[ruby-core:93179] [Ruby trunk Feature#15927] Allow string keys to be used for String#% and sprintf methods
From:
sawadatsuyoshi@...
Date:
2019-06-16 11:41:40 UTC
List:
ruby-core #93179
Issue #15927 has been updated by sawa (Tsuyoshi Sawada).
ashmaroli (Ashwin Maroli) wrote:
> One use-case would be where the Data used by `sprintf` is generated at runtime:
> ```ruby
> require 'yaml'
>
> # contents of 'path/to/config.yml':
> #
> # ---
> # title: Hello World
> # author: John Doe
> # url: "https://www.example.com/blog"
> #
>
> config = YAML.load_file('path/to/config.yml')
> # config == {"title"=>"Hello World", "author"=>"John Doe", "url"=>"https://www.example.com/blog"}
>
> # This will fail. The alternative would be to convert the string keys to symbols beforehand.
> "title = %{title}" % config
> [...]
> ```
I do not think that is the duty of string format.

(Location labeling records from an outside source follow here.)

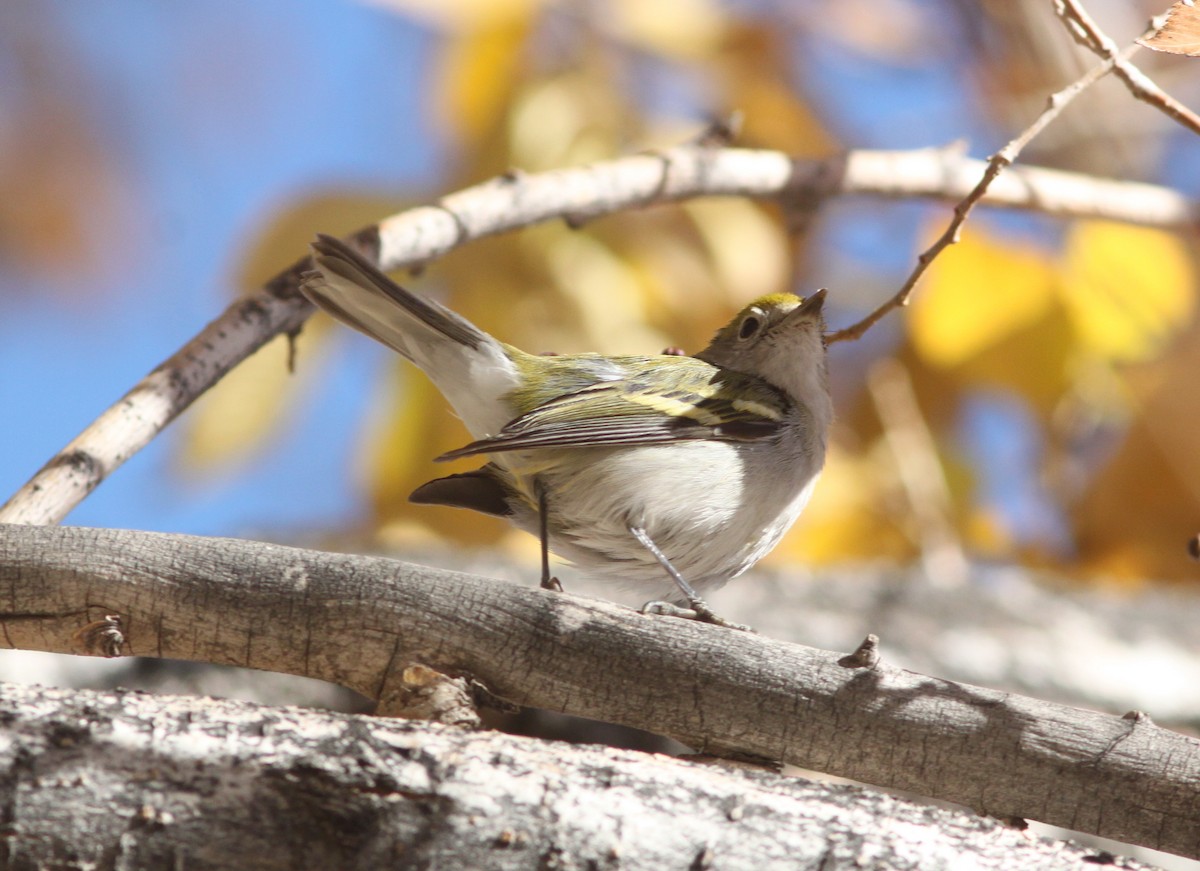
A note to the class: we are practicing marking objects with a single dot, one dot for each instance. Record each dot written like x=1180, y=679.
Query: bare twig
x=996, y=164
x=417, y=236
x=352, y=619
x=1085, y=31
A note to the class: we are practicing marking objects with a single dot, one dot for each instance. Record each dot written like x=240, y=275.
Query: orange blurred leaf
x=1127, y=289
x=1181, y=31
x=976, y=295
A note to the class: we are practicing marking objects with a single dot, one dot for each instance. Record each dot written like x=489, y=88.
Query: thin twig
x=996, y=164
x=1085, y=31
x=419, y=235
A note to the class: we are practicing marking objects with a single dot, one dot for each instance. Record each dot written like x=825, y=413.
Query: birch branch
x=1087, y=34
x=361, y=622
x=417, y=236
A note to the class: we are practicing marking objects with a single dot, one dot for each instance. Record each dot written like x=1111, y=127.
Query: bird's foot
x=699, y=611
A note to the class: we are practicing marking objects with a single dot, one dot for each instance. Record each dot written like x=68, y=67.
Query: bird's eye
x=749, y=326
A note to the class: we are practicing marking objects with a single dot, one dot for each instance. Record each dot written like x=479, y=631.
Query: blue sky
x=210, y=128
x=214, y=116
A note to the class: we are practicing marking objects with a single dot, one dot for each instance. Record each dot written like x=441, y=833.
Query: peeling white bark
x=135, y=781
x=359, y=620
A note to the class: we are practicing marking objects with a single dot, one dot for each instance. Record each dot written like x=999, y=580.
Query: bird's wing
x=703, y=402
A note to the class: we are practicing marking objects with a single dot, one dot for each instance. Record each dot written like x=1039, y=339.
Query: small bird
x=667, y=474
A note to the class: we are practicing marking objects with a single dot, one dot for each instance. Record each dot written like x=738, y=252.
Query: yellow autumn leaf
x=462, y=14
x=477, y=72
x=748, y=250
x=607, y=293
x=849, y=516
x=672, y=28
x=1127, y=289
x=977, y=294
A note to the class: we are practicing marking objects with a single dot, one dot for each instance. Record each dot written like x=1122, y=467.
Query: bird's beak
x=813, y=304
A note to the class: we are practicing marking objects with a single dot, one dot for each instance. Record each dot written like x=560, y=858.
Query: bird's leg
x=700, y=610
x=547, y=581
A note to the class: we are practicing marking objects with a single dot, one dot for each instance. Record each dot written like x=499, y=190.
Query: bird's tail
x=471, y=368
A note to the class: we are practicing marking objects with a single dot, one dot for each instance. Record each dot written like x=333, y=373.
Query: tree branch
x=1087, y=34
x=349, y=619
x=419, y=235
x=997, y=163
x=163, y=781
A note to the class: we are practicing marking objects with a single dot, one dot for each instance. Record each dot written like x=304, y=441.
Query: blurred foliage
x=1095, y=332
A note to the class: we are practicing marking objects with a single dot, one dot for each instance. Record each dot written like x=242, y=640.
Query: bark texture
x=363, y=622
x=123, y=780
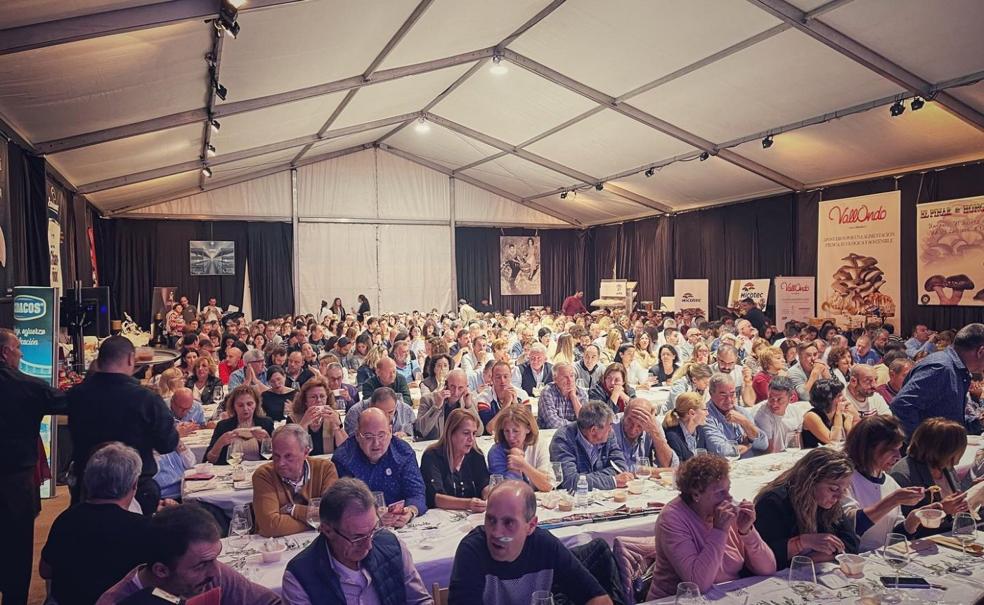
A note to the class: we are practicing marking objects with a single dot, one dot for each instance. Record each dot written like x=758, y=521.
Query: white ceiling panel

If the YAML file is written by a Ruby program, then you should have saved the keys as symbols from the beginning, and you would not have such problem. If you are hand-writing the YAML file, there is a Ruby-specific way to explicitly write symbol keys in YAML, so check the documentation. If you need to write YAML file using a non-Ruby language and can not avoid having the keys written as strngs, then rather than betting on this feature request, you should make a different feature request that asks for a `:symbolize_names` option for YAML, as in JSON.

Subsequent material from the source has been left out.